King and Queen Court House is a census-designated place (CDP) in, and the county seat of King and Queen County, Virginia, United States. As of the 2020 census, King and Queen Court House had a population of 82. The community runs along State Route 14, on the north side of the valley of the Mattaponi River. King and Queen Court House is the location of Central High School, a post office, several businesses, and a government complex that includes the county's old and new court houses.
==History==
The courthouse dates from circa 1750. Union troops burned the building on March 10, 1864, during the American Civil War, but it was repaired and is still in service. On June 20, 1863, scouts of Confederate Brigadier General Montgomery Dent Corse reported a raiding party, 300 strong, burning and destroying the community.

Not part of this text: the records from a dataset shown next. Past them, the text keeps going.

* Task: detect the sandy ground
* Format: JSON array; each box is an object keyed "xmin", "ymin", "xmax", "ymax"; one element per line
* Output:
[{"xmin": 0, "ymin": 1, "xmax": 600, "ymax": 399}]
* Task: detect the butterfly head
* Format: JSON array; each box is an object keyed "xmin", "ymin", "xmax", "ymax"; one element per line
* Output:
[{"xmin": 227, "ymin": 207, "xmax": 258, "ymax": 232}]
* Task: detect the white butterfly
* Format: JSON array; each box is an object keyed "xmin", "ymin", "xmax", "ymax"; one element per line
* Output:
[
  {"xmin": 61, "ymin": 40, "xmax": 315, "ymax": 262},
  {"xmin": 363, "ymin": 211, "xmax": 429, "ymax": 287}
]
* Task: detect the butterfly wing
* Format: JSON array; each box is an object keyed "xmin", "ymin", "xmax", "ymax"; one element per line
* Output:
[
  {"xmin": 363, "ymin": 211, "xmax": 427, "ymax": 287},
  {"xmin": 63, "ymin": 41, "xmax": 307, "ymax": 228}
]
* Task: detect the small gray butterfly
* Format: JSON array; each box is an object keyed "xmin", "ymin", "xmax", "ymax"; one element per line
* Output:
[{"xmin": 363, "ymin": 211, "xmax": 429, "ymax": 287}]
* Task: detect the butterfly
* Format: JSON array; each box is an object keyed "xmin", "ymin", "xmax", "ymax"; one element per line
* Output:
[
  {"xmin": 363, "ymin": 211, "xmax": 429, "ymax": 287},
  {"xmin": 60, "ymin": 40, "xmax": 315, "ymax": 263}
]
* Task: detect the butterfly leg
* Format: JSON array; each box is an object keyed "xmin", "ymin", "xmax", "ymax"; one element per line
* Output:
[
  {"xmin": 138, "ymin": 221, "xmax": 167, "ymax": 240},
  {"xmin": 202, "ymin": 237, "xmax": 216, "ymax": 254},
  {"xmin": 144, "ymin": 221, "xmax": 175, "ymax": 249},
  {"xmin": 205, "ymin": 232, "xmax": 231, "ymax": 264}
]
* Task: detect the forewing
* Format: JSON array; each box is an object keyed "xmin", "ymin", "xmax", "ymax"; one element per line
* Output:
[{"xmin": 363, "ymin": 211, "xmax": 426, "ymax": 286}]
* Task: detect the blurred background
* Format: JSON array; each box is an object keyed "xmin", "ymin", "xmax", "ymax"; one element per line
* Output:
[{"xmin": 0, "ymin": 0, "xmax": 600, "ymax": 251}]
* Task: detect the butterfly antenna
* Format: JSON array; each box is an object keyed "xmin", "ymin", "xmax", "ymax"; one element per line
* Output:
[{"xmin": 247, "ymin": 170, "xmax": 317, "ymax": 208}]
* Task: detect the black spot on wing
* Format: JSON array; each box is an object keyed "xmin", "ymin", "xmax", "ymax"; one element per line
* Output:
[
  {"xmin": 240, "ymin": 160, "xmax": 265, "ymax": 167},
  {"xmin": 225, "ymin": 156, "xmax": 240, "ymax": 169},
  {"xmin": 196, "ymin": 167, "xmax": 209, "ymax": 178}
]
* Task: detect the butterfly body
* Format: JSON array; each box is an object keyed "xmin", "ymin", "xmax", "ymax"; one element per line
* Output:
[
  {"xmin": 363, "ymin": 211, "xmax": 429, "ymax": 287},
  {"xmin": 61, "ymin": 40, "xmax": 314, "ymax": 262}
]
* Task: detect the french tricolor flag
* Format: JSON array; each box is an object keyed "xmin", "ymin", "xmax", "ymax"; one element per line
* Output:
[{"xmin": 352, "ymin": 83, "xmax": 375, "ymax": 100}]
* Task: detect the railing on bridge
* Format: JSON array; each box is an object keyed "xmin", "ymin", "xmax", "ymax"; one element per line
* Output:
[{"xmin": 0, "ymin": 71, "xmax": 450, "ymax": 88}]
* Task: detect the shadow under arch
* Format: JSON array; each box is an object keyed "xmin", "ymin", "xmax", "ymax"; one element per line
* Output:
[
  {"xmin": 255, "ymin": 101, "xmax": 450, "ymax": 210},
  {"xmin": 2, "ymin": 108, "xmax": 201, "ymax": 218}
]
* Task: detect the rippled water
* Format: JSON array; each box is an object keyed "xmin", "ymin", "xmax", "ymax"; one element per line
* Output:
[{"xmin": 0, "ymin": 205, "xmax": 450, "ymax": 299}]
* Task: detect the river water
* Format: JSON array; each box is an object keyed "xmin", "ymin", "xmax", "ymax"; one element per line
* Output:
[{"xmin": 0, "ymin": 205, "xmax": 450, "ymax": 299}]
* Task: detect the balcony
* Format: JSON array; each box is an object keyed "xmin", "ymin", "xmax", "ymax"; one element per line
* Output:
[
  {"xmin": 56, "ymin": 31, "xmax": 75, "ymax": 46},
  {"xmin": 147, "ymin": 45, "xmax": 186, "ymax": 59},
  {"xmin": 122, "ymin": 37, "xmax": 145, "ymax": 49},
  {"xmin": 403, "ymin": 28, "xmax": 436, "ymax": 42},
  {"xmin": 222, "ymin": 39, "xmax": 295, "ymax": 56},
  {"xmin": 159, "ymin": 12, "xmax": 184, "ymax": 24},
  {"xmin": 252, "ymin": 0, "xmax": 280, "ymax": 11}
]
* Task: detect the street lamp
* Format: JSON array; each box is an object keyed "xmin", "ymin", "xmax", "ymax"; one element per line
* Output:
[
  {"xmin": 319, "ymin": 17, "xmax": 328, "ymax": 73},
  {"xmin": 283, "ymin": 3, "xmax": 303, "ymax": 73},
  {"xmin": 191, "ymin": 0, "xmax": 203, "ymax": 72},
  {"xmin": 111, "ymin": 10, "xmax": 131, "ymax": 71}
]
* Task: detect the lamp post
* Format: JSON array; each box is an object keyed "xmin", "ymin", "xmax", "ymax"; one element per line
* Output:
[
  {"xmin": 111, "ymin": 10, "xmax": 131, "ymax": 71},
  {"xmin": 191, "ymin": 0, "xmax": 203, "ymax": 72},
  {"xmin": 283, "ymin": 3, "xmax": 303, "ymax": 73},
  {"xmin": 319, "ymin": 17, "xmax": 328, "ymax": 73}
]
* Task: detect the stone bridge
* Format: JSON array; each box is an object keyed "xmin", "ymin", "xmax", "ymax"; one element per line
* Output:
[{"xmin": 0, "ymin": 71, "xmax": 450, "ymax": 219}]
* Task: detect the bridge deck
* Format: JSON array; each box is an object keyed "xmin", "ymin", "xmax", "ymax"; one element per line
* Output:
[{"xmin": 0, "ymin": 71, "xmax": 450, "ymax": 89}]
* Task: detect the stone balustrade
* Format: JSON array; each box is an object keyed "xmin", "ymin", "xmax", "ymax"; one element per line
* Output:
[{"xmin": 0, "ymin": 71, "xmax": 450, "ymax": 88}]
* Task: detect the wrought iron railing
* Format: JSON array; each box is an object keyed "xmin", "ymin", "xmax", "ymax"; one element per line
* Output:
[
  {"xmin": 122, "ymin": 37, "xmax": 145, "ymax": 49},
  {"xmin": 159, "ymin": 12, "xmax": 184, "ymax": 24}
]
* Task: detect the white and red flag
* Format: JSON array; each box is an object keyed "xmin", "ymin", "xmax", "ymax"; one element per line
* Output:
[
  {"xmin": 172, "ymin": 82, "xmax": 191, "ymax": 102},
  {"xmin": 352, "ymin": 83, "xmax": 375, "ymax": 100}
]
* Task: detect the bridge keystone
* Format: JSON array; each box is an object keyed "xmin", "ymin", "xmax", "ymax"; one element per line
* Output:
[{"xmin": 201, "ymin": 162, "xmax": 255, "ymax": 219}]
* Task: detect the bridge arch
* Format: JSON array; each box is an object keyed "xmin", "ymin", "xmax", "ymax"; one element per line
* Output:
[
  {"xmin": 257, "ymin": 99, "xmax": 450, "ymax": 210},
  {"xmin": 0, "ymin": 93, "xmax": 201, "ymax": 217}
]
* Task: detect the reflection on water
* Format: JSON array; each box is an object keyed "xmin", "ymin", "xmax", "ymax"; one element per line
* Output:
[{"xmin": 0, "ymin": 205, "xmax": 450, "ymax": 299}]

==King and Queen Courthouse Tavern Museum==
Renovation of the historic Fary Tavern began in December 1999, and the King and Queen Courthouse Tavern Museum officially opened to the public in May 2001. The museum's mission is to be an archive, museum and cultural center for King and Queen County history. The King and Queen Historical Society operates the Courthouse Tavern Museum in cooperative partnership with King and Queen County.

==Demographics==

King and Queen Court House was first listed as a census designated place in the 2010 U.S. census.

Historical population
| Census | Pop. | Note | %± |
| 2010 | 85 |  | — |
| 2020 | 82 |  | −3.5% |
U.S. Decennial Census 2000 2010

===Racial and ethnic composition===

King and Queen Court House CDP, Virginia – Racial and ethnic composition Note: the US Census treats Hispanic/Latino as an ethnic category. This table excludes Latinos from the racial categories and assigns them to a separate category. Hispanics/Latinos may be of any race.
| Race / Ethnicity (NH = Non-Hispanic) | Pop 2010 | Pop 2020 | % 2010 | % 2020 |
|---|---|---|---|---|
| White alone (NH) | 49 | 44 | 57.65% | 53.66% |
| Black or African American alone (NH) | 35 | 27 | 41.18% | 32.93% |
| Native American or Alaska Native alone (NH) | 0 | 0 | 0.00% | 0.00% |
| Asian alone (NH) | 0 | 0 | 0.00% | 0.00% |
| Native Hawaiian or Pacific Islander alone (NH) | 0 | 1 | 0.00% | 1.22% |
| Other race alone (NH) | 0 | 0 | 0.00% | 0.00% |
| Mixed race or Multiracial (NH) | 1 | 7 | 1.18% | 8.54% |
| Hispanic or Latino (any race) | 0 | 3 | 0.00% | 3.66% |
| Total | 85 | 82 | 100.00% | 100.00% |

==Education==
The sole school district in the county is King and Queen County Public Schools.